Точно. Я Итан. Меня зовут Итан. Итан, Итан, Итан.
– Я понимаю, ты у нас ненадолго, но все равно хочу предложить тебе принять участие в нашем большом проекте. Кажется, тебе нравится мифология?
Я помедлил с ответом.
– Ну, понимаете… У меня вообще-то не очень много идей…
Мистер Гупта попросил нас придумать проект, который раскрывал бы взгляд на сюжеты мифов Древней Греции с современной точки зрения. Мистер Викворт просто задал бы нам реферат страниц на двадцать и снижал баллы за пунктуацию, оставляя пометки на полях.
«Разве ты не считаешь себя художником? – спросил Аластор. – Разве ты не тратишь все свое тайное время на рисование?»
«Обязательно говорить „тайное время“? Звучит жутковато».
«Не более жутко, чем пони, слизняк. Ты понимаешь, о каких пони я говорю?»
О фарфоровых пони. Бабушка дарит мне по статуэтке на каждое Рождество. Не знаю, почему. Наверное, думает, что это именно то, что нужно современным мальчишкам. Я, конечно, делаю вид, что они мне не нравятся. Но на самом деле они красивые. И вообще милые. Ничего «жутковатого» в них нет. Но это знание умрет вместе со мной. И с демоном.
– Итан, все в порядке?
– Да, конечно, – сказал я, быстро доставая блокнот. – Я не… Я не очень талантлив, но люблю рисовать. – Я открыл блокнот. На уроке географии я сделал набросок Дома семи ужасов. – Вы, конечно, можете отказаться, но, кажется, я мог бы нарисовать иллюстрации к мифам, как в книжках…
«Слизняк, если человек жаждет уважения, он не должен говорить с вопросительной интонацией.

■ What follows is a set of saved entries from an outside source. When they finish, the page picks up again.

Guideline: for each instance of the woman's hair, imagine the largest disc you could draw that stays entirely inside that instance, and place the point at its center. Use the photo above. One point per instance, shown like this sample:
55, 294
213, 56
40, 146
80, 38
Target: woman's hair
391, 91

Хочешь быть художником – будь им».
Этот совет… оказался неожиданно хорош, учитывая, что поступил он от существа, родившегося в огненной яме.
«Ты можешь воздать почести моей гениальности, накормив меня, – зашипел Аластор. – Накорми меня!»
– Ого! Замечательные рисунки! – сказал мистер Гупта, а я старался не умереть от смущения. Казалось, что лицо у меня горит. Я был ужасно взбудоражен. – Думаю, иллюстрированный пересказ – отличная идея. На какой спецкурс тебя записали?
– А… – Я старался не обращать внимания на горячий песок, который пересыпался в моей здоровой руке. – Ничего особенного, какие-то занятия в библиотеке.